Boston's Jackie Bradley Jr. and David Ortiz delivered the biggest blows as Dickey allowed multiple home runs in a game for the eighth time this season. He has now surrendered 33 homers on the year, which is the second most in franchise history.
Woody Williams had the highest total with 36 in 1998, while left-hander Jerry Garvin had 33 during the 1977 campaign. Dickey currently ranks second in the Major Leagues this season with that total as he trails Oakland's A.J. Griffin by two.
Most of the issues have come at the homer-friendly Rogers Centre, where Dickey has surrendered 21 this year compared to just 12 on the road. But that didn't make Sunday's loss any easier to take, especially considering Dickey said he felt as good as he has all season.
"I threw maybe two or three that I really regret and two of them got hit out," Dickey said. "It was a really bizarre way to lose a baseball game. I had a good knuckleball, I've had a good knuckleball for quite some time and I expected better from what I felt and what I saw the ball doing."
The problems began in the second inning, when Dickey surrendered singles to three of the first four batters he faced. That led to one run, and three more came around to score when Bradley sent a 1-0 offering over the wall in right field.
Dickey then managed to settle in until Ortiz led off the sixth with another home run to right. Ortiz's 29th of the season came on a first-pitch knuckleball and provided the Red Sox with some extra breathing room that they wouldn't end up needing.
The veteran right-hander was charged with all five runs on six hits while walking just one. Dickey's record dropped to 13-13, and with just one start remaining on the year, he no longer has an opportunity to reach at least 15 wins for the second consecutive season.

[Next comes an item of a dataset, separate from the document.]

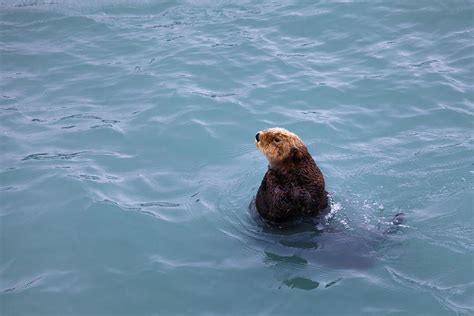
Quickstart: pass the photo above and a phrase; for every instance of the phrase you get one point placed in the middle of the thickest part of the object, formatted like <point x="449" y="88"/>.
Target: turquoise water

"When he hit it, I was like, 'OK I got out of the inning -- let's get on to the next one,'" Dickey said of Bradley Jr.'s three-run shot. "Then after the ball carried out, I looked up from behind home plate and I saw the flag. I had not paid attention to that until that moment and I could hear it, it was blowing out so hard to right. If the ball got up high today, it was going."
The Blue Jays opened the scoring in the top of the second inning as Mark DeRosa and Ryan Goins both reached base to open the inning. Kevin Pillar followed with an RBI single. Pillar also struck again in the fifth inning with a solo shot just over the Green Monster for his second career homer.
Pillar's 2-for-3 day at the plate was the lone bright spot for the Blue Jays' offense as left-hander Felix Doubront was relatively flawless in seven innings for Boston. Doubront allowed just the two runs on four hits while striking out two in his 11th win of the season.
"I was feeling good, my arm feels good -- rest -- and I was impressed, because I was feeling good with my pitches," Doubront said.
"Sometimes I wanted to throw that changeup hard, and it's a mistake," he said. "One changeup, I tried to take it off a little bit and I hung it. That was the homer."
With that, Toronto began its final road trip of the year on a losing note. The club dropped its series to Boston, 2-1, and will head to Chicago on Monday for a makeup game. The Blue Jays finish the trip with three games against the Orioles from Tuesday through Thursday.